Distributed Graph Analytics

Distributed Graph Analytics PDF Author: Unnikrishnan Cheramangalath
Publisher: Springer Nature
ISBN: 3030418863
Category : Computers
Languages : en
Pages : 207

Book Description
This book brings together two important trends: graph algorithms and high-performance computing. Efficient and scalable execution of graph processing applications in data or network analysis requires innovations at multiple levels: algorithms, associated data structures, their implementation and tuning to a particular hardware. Further, programming languages and the associated compilers play a crucial role when it comes to automating efficient code generation for various architectures. This book discusses the essentials of all these aspects.
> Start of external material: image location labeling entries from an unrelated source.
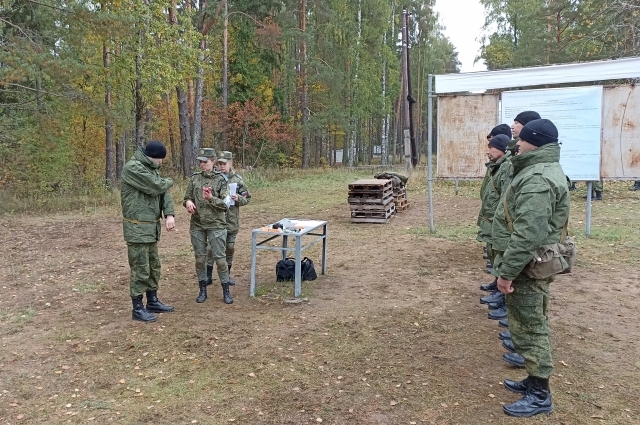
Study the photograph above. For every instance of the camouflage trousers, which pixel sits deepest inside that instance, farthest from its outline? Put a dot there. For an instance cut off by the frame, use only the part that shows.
(210, 245)
(145, 267)
(492, 257)
(230, 250)
(231, 247)
(528, 314)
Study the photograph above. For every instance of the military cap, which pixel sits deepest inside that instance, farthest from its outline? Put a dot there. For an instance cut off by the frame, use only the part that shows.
(207, 154)
(225, 156)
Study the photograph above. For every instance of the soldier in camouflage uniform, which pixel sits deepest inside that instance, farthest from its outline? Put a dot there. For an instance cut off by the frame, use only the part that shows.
(518, 122)
(535, 209)
(207, 200)
(498, 170)
(241, 198)
(145, 199)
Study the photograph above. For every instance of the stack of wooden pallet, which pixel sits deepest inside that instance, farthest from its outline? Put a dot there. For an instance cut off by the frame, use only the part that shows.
(400, 198)
(371, 201)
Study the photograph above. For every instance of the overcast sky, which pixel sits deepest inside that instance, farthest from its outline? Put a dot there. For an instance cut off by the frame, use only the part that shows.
(463, 20)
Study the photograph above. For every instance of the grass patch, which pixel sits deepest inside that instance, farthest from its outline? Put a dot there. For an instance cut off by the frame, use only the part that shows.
(23, 316)
(84, 288)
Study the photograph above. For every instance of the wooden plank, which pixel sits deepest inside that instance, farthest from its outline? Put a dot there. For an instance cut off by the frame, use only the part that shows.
(372, 185)
(374, 213)
(371, 220)
(361, 200)
(376, 207)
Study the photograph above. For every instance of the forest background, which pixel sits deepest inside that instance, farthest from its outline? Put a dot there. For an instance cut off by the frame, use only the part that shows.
(279, 83)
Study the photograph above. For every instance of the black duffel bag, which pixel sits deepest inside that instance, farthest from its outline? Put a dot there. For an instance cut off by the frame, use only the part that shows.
(286, 269)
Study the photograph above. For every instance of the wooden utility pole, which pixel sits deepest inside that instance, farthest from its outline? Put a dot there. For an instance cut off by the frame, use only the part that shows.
(410, 151)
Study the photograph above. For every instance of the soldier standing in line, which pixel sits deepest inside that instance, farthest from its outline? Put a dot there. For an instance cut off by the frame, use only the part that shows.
(145, 200)
(535, 210)
(207, 200)
(518, 122)
(241, 198)
(491, 186)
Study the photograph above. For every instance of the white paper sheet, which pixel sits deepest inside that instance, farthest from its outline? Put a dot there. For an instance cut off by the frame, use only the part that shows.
(233, 190)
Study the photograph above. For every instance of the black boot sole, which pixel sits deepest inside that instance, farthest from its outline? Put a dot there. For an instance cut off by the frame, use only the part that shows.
(540, 411)
(513, 363)
(513, 390)
(144, 321)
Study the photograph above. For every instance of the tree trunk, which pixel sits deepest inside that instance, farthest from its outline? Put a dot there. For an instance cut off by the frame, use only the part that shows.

The book is divided into three parts: programming, languages, and their compilation. The first part examines the manual parallelization of graph algorithms, revealing various parallelization patterns encountered, especially when dealing with graphs. The second part uses these patterns to provide language constructs that allow a graph algorithm to be specified. Programmers can work with these language constructs without worrying about their implementation, which is the focus of the third part. Implementation is handled by a compiler, which can specialize code generation for a backend device. The book also includes suggestive results on different platforms, which illustrate and justify the theory and practice covered. Together, the three parts provide the essential ingredients for creating a high-performance graph application. The book ends with a section on future directions, which offers several pointers to promising topics for future research. This book is intended for new researchers as well as graduate and advanced undergraduate students. Most of the chapters can be read independently by those familiar with the basics of parallel programming and graph algorithms. However, to make the material more accessible, the book includes a brief background on elementary graph algorithms, parallel computing and GPUs. Moreover it presents a case study using Falcon, a domain-specific language for graph algorithms, to illustrate the concepts.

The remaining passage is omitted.